Dimanche 21 mai 2000 - Cinquième Dimanche de Pâques

Vous avez une mine superbe !

Actes 9,26-31 - 1 Jean 3,18-24 - Jean 15,1-8
mardi 16 mai 2006.
 

Vous avez une mine superbe ! Où êtes-vous allés la chercher ?

Ce que vous faites est magnifique ! À quelle source puisez-vous ?

Sans aller jusqu’au romantisme selon lequel on n’écrit vraiment qu’avec son sang, il semble bien qu’à l’origine de toute création humaine digne de ce nom il y ait une blessure.

Les enfants, nous le savons, sont riches de beaucoup plus de possibilités qu’on ne pourra jamais en développer. La passion compulsive moderne de les épanouir de toutes les manières imaginables est une grande illusion dont les effets sont l’angoisse et l’agitation.

Si la métaphore de la vigne qu’il faut tailler pour qu’elle porte un beau fruit exprime déjà bien une loi générale de la créativité pour les enfants de la terre, combien plus mérite-t-elle d’être entendue quand il s’agit des réalités d’En haut.

Que les hommes qui n’ont pas d’espérance se laissent aller à l’entreprise vaine de satisfaire tous leurs désirs, cela peut se comprendre. Mais nous qui avons reçu le sceau du Fils de Dieu, comment pouvons-nous fuir ainsi notre vocation sainte ? Cette parole terrible est pour nous, frères : "Les sarments secs, on les jette au feu et ils brûlent."

Hélas, lorsque nous sommes égarés sur nos fausses pistes aux satisfactions trompeuses nous ne savons comment revenir : pouvons-nous déclarer au Seigneur qu’il est tout notre bonheur tandis que nous sacrifions aux idoles du pouvoir, du plaisir, de la gloire ou de l’argent ? Ce serait un mensonge flagrant, une noire imposture, et nous redoutons de joindre le crime à l’infidélité.

Pourtant, précisément, c’est alors qu’il nous faut dire : "Seigneur, fais que je demeure en toi." Cette prière que nous ne pouvons former, égarés que nous sommes, c’est lui-même qui la prononce en nous, puisqu’il est venu faire sa demeure au milieu des pécheurs. Du fait même que, perdu, j’énonce cette parole de salut, je me découvre purifié, déjà, par elle.

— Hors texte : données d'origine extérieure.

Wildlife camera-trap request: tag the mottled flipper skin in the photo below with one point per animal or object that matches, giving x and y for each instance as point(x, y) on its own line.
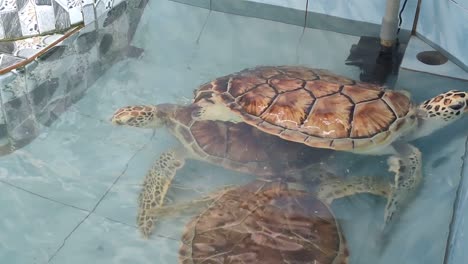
point(407, 168)
point(155, 186)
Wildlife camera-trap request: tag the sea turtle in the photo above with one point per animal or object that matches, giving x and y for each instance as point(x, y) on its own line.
point(271, 222)
point(320, 109)
point(239, 147)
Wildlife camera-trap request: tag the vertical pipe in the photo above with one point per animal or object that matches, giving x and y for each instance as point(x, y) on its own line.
point(388, 30)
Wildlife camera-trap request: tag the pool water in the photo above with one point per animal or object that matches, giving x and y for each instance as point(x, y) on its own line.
point(70, 196)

Je suis émondé, c’est-à-dire comme coupé de moi-même, de ce moi qui s’était voué à sa perte, en sorte qu’advient et s’épanouit en sa vérité celui que je suis, tel que Dieu m’a fait et tel qu’il m’accomplit.

Cette coupure, pour libératrice qu’elle soit, est néanmoins douleur vive à donner la mort, et nous la craignons. Mais, acceptée, elle n’est autre que la blessure du Christ où prend source toute vie nouvelle et éternelle.

Frères, rapprochons-nous de celui qui se donne sur la croix, épousons sa blessure d’un amour à traverser la mort, et nous saurons le prix du fruit merveilleux dont le Père couronne le vainqueur selon le dessein de toujours de son coeur.

Alors nous ne brillerons pas d’un éclat trompeur et passager, comme un buisson ébouriffé à la verdeur fugitive, mais nous resplendirons de la gloire même de celui qui se révélera à tous ceux qui auront espéré sa venue jusqu’au bout.